Gerakan literasi bukan sekadar kemampuan membaca dan menulis. Literasi merupakan jalan yang membuka ruang bagi seseorang untuk melihat kehidupan dari berbagai sudut pandang, mengembangkan cara berpikir, menumbuhkan kreativitas dan imajinasi, serta menemukan nilai-nilai kehidupan. Karena itu, membangun budaya literasi sejak usia dini menjadi bagian penting dalam mempersiapkan generasi yang cerdas, berkarakter, dan memiliki visi untuk masa depan.

Sebagai bentuk perhatian terhadap pendidikan anak, pengasuhan, serta budaya literasi, Komunitas Literasi SeKataa hadir sebagai wadah untuk menambah pengetahuan, berbagi inspirasi, serta tumbuh bersama. SeKataa memiliki perhatian khusus terhadap bagaimana orang tua bersama lingkungan terdekat dapat memberikan pendidikan kepada anak dengan cara yang hangat, menyenangkan, dan mudah dipahami.
Komunitas Parenting
Salah satu pendekatan yang menjadi perhatian SeKataa adalah dongeng. Cerita untuk anak bukan hanya berfungsi sebagai pengantar tidur. Di dalam sebuah cerita terdapat kesempatan untuk membangun imajinasi, mengenalkan nilai moral, melatih kecerdasan emosional, sekaligus menciptakan interaksi yang lebih dekat antara keluarga dan anak.
Yasasan Dongeng
Di tengah kemajuan teknologi yang terus berkembang, anak-anak kini semakin mudah berinteraksi dengan berbagai jenis layar dan konten digital. Namun, SeKataa mengajak kita untuk tetap menjaga pentingnya komunikasi secara langsung. Sebuah cerita yang disampaikan dengan penuh perhatian, ekspresi, dan kasih sayang dapat menjadi momen berharga bagi tumbuh kembang anak.
Komunitas Literasi SeKataa menjadi bagian dari upaya untuk membangun kesadaran bahwa proses pendidikan anak tidak hanya menjadi tugas sekolah. Keluarga memegang peranan besar dalam menciptakan ruang belajar yang menyenangkan, aman, dan penuh dukungan. Orang tua tidak harus selalu menjadi guru yang selalu memberikan jawaban, tetapi dapat menjadi pendamping yang membantu anak menemukan jawabannya sendiri.
Komunitas Literasi
Dalam proses tersebut, memahami kepribadian dan kebutuhan anak juga menjadi sesuatu yang sangat diperlukan. Setiap anak memiliki keunikan dalam memahami dunia dan belajar. Dengan mengenali keunikan serta kebutuhan anak, orang tua dapat memberikan pendampingan yang lebih tepat sekaligus membantu membangun rasa percaya diri anak.
SeKataa percaya bahwa memahami dunia anak berarti belajar memahami cara anak memandang kehidupan. Dari sinilah hubungan yang penuh rasa aman dan kepercayaan dapat tumbuh. Ketika anak merasa didengarkan serta dihargai, proses belajar pun dapat berlangsung dengan lebih alami.

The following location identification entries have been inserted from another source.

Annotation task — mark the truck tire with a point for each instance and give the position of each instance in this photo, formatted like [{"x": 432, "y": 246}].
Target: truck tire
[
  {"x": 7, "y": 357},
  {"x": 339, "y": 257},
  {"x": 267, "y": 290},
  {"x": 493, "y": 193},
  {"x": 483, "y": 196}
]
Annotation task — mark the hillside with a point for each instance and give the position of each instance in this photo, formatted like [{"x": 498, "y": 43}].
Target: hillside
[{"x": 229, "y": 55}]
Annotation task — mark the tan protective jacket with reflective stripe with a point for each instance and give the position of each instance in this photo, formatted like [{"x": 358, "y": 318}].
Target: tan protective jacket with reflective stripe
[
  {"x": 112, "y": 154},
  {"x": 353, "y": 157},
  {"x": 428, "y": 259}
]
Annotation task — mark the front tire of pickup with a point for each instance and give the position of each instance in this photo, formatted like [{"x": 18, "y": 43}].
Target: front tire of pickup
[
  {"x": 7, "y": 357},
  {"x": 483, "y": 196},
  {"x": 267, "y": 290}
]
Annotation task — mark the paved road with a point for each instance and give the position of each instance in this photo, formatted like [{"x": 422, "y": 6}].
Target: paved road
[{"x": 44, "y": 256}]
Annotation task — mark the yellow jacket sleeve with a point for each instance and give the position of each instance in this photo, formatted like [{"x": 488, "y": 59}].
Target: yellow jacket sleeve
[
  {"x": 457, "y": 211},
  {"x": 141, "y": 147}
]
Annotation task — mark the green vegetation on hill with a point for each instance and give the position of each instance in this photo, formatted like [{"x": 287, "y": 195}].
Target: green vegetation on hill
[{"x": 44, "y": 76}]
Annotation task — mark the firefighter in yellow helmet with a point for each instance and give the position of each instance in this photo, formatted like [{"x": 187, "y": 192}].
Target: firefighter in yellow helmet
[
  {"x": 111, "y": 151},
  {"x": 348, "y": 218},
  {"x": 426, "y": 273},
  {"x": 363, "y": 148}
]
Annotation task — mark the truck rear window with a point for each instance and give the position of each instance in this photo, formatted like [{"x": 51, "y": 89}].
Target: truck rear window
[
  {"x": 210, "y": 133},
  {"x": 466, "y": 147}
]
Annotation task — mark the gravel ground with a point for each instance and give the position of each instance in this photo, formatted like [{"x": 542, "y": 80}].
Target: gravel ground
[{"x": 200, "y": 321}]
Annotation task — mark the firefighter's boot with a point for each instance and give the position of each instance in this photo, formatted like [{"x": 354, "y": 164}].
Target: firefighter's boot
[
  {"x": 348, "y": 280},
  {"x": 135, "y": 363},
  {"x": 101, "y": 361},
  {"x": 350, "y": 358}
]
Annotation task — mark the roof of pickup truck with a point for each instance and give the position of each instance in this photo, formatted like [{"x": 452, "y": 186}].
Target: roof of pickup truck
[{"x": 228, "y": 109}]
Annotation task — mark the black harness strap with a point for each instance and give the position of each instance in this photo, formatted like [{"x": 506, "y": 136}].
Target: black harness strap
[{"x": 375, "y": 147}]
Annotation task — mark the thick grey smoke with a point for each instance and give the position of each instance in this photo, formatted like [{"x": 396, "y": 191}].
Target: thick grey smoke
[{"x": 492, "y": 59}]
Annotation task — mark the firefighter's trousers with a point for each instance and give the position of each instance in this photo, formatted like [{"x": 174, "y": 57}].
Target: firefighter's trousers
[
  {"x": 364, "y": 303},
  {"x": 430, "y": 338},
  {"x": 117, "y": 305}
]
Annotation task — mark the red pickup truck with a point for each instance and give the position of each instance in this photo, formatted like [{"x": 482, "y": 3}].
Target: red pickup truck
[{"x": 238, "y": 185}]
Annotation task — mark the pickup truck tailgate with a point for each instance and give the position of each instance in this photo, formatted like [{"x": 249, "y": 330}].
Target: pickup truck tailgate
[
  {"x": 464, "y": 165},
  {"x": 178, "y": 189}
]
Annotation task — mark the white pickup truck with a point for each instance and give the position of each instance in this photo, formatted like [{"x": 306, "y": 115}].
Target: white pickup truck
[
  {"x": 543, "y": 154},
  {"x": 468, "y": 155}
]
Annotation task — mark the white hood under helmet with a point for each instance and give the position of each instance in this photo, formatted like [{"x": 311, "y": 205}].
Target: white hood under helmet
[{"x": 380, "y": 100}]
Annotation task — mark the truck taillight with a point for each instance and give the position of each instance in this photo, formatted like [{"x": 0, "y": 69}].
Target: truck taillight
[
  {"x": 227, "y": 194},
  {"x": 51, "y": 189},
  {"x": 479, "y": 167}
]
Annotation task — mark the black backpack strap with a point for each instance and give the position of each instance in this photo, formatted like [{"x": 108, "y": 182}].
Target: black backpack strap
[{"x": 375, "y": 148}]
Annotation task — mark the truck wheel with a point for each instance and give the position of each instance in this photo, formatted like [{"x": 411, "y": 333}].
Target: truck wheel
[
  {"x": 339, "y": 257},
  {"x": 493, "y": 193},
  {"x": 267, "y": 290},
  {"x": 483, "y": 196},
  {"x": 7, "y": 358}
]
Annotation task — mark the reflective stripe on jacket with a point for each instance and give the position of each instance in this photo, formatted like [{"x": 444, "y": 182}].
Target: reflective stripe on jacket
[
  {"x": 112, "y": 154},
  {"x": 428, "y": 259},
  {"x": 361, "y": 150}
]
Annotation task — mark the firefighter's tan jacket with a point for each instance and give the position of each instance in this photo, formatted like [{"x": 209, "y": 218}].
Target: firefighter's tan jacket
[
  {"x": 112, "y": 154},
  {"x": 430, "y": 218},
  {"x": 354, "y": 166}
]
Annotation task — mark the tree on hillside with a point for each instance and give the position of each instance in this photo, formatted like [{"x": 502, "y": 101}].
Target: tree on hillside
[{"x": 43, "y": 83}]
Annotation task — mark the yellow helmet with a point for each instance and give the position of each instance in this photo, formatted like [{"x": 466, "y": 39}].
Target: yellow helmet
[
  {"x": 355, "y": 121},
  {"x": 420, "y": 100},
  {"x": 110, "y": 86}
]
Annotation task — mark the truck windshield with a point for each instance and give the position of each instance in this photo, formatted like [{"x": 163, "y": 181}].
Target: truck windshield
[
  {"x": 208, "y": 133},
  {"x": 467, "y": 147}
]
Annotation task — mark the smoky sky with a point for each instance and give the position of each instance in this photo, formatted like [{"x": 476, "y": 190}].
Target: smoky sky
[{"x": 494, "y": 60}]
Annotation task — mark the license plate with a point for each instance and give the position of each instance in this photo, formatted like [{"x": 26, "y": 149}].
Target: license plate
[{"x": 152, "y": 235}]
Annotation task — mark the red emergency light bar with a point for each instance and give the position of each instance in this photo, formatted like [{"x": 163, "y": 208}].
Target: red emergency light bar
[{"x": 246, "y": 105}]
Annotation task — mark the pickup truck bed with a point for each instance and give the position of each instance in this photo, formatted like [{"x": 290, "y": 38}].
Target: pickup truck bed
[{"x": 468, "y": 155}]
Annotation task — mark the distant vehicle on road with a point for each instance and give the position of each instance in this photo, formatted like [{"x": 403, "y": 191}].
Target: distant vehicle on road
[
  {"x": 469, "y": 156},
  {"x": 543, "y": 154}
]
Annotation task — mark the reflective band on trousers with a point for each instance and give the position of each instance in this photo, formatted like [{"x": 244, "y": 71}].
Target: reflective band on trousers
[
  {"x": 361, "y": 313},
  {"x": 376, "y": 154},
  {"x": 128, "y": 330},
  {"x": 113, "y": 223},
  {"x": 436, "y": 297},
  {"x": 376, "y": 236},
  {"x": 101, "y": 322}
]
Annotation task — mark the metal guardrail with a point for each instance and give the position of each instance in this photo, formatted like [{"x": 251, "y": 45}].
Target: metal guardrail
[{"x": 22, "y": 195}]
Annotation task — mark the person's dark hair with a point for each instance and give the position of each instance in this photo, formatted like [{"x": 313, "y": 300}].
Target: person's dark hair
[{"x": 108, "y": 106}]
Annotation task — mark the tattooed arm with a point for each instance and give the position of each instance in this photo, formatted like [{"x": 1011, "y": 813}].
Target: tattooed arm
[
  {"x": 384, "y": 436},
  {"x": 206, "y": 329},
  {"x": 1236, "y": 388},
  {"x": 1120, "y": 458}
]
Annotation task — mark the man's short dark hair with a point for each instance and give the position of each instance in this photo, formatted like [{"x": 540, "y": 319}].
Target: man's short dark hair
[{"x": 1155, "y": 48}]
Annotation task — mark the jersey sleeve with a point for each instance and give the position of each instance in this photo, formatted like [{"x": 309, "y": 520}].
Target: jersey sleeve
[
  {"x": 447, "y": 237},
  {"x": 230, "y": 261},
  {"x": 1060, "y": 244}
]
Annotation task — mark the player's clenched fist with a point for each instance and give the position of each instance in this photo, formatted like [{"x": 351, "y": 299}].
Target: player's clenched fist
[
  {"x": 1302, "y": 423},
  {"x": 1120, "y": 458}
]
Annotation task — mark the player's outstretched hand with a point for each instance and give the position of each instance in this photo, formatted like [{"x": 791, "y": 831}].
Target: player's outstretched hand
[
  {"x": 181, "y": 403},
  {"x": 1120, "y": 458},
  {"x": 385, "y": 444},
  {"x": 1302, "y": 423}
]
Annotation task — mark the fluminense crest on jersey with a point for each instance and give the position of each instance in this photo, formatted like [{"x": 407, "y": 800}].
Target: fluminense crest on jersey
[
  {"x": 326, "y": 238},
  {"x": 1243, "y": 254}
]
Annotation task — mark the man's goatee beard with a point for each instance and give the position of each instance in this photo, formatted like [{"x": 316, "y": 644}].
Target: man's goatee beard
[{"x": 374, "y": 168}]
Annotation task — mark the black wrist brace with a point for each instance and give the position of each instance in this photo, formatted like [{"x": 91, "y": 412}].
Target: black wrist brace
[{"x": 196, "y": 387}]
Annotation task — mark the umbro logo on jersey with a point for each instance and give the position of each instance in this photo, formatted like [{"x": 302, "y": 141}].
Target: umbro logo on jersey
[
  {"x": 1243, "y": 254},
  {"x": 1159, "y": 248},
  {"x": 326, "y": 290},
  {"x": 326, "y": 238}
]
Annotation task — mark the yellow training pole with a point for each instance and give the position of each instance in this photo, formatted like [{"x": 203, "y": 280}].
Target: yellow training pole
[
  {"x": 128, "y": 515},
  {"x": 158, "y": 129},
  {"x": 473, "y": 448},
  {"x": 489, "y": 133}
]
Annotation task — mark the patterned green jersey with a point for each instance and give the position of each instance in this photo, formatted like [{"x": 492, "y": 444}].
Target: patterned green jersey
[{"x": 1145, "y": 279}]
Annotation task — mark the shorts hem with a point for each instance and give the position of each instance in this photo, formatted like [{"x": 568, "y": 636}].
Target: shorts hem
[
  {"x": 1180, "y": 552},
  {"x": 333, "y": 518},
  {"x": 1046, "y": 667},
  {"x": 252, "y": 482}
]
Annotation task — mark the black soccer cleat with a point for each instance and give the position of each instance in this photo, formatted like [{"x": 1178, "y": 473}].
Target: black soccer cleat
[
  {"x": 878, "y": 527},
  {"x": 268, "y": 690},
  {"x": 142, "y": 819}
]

Melalui komunitas literasi, SeKataa ingin menjadi ruang kolaborasi bagi mereka yang memiliki komitmen terhadap tumbuh kembang anak dan pentingnya kebiasaan membaca, berbagi cerita, dan belajar secara bersama-sama. Literasi dapat dimulai dari hal sederhana: meluangkan waktu untuk membaca buku, bercerita kepada anak, berdiskusi dengan anak, atau menjadi pendengar bagi cerita-cerita mereka.
Sebab, masa depan seorang anak tidak semata-mata ditentukan oleh pendidikan formal, tetapi juga oleh berbagai pengalaman, nilai kehidupan, interaksi, dan teladan yang mereka temukan setiap hari.
SeKataa mengajak kita untuk membawa budaya literasi lebih dekat ke dalam kehidupan sehari-hari keluarga. Mari membaca bersama, bercerita bersama, belajar bersama, dan ikut membangun masa depan anak yang cerah serta berkarakter. Karena setiap kisah yang kita ceritakan kepada anak saat ini, bisa menjadi inspirasi dalam perjalanan masa depan mereka kelak.